La forma en que ocurrieron las cosas con Jay Wiederman es muy sencilla si se tiene en cuenta todo el contexto. A la gente no le gusta nada admitirlo, pero lo que te pasa hoy o mañana tiene tanto que ver con el aquí y el ahora como lo que te pasó hace mucho tiempo, a ti o incluso a otra persona, cosas de las que tal vez ni siquiera te acuerdas, cosas de las que puede que no sepas nada. Eso es lo que la mayoría de la gente nunca será capaz de admitir, y eso es lo que Nikki Rhodes nunca será capaz de admitir: que maneja ese bastón de majorette como lo hace por aquel desfile del día de San Patricio de hace cuatro años, cuando su hermano mayor dijo que la majorette del extremo izquierdo de la primera fila era el ejemplar más bello de nuestra especie que había visto en su vida. Nikki asegura que su hermano nunca dijo eso, que ella nunca se lo había oído decir, pero yo sé que sí lo dijo porque estaba allí. También sé que vi a Nikki lanzarle una mirada asesina a esa chica, repasándola de arriba abajo: la faldita verde minúscula, el gorro blanco con la cadenita y el bastón girando por encima de su cabeza como si pesara tan poco como un lápiz. Pero como la mayoría de la gente, Nikki prefiere pensar que el pasado no puede explicar absolutamente nada de ella. Prefiere pensar que una buena mañana se levantó ungida con un don repentino, una gracia relacionada con un palo metálico con las puntas de goma, y ¿quién soy yo para decirle lo contrario?
      Pero ahora, de lo que se trata es de Jay Wiederman. Y de mí. Cómo fui capaz. Cómo fui capaz a pesar de que podría tumbar a una ballena, a pesar de que lleva el pelo pegado a la cabeza como si se lo hubiesen pintado y se pone ropa de lana y de pana cuando fuera estamos a veintisiete grados.

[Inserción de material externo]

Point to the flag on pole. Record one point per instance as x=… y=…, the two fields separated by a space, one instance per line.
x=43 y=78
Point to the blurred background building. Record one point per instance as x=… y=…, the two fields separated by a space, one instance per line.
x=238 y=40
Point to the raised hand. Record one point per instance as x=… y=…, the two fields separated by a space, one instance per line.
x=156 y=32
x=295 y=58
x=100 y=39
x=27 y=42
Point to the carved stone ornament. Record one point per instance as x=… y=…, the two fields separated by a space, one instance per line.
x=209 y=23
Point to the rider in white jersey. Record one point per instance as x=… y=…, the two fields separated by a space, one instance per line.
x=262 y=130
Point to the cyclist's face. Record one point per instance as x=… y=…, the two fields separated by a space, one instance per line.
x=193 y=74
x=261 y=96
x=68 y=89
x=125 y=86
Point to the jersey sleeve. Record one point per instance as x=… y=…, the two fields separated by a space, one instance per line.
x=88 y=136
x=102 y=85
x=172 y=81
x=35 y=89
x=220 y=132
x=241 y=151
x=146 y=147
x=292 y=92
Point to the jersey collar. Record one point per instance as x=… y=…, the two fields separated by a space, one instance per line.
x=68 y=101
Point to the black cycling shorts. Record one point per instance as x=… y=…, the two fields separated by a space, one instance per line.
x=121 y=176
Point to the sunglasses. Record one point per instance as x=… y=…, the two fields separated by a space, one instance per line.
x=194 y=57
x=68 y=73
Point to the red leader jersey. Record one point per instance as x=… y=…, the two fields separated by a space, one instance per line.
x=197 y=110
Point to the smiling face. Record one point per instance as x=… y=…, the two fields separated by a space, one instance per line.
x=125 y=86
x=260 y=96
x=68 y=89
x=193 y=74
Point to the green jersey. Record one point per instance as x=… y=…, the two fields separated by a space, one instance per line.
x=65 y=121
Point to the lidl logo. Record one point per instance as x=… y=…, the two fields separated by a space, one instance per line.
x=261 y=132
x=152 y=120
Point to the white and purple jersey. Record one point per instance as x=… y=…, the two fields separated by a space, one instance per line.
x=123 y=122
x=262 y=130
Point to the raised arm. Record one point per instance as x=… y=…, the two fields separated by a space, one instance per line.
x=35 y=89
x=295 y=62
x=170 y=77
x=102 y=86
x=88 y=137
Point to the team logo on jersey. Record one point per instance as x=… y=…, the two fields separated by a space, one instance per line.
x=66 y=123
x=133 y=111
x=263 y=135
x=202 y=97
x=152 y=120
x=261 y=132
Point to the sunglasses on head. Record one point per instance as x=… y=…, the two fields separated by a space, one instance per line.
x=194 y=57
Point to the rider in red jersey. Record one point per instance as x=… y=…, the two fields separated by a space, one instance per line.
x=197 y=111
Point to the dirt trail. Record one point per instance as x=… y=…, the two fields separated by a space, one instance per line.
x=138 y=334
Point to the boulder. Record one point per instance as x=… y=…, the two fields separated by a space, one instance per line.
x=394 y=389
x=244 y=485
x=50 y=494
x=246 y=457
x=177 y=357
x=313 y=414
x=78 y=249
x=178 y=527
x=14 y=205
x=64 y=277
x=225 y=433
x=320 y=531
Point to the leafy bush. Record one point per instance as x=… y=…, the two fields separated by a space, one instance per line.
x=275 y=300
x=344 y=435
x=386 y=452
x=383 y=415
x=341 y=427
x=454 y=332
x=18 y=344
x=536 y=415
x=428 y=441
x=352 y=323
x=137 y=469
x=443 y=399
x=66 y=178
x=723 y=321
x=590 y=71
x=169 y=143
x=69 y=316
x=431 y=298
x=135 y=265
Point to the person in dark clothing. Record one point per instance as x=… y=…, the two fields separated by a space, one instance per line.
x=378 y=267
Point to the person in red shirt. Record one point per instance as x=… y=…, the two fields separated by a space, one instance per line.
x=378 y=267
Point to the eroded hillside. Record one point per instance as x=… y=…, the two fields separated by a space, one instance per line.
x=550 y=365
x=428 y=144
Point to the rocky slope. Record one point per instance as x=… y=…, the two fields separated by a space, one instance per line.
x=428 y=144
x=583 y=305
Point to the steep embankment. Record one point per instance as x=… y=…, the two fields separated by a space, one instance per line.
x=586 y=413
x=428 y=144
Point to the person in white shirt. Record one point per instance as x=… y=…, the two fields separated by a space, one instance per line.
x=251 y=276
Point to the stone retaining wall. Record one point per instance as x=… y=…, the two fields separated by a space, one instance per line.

      Todo empezó cuando mi tío Walter la palmó. Lo habían ingresado para hacerle unos pequeños «arreglos» en el corazón. Nada importante, supuestamente. Bueno, puede que sí fuese importante, pero desde luego no era ninguna urgencia. Algo programado, algo que se suponía que iba a ser entrar y salir, sin ningún problema. Pero cuando llegó el momento de hacerle una transfusión de sangre, cosa que ya sabían de antemano que iba a necesitar, le pusieron sin querer la sangre que no era. El grupo de sangre equivocado, uno que su cuerpo no reconocía y que tampoco tenía muchas ganas de llegar a conocer. Y cuando todo empezó a echar el cierre – el hígado, los riñones, los pulmones, incluso el propio corazón por cuya causa había ingresado en aquel hospital– los médicos no se explicaban qué podía estar pasando y se limitaron a seguir bombeándole aquella sangre, hasta que todo su cuerpo echó el cierre para siempre. Y entonces uno de ellos descubrió por fin que la sangre debería haber ido a parar al tipo de la sala de operaciones de al lado. Eso fue un martes. No tuve que ir a clase el resto de la semana con la excusa de la desgracia familiar. El funeral fue el viernes.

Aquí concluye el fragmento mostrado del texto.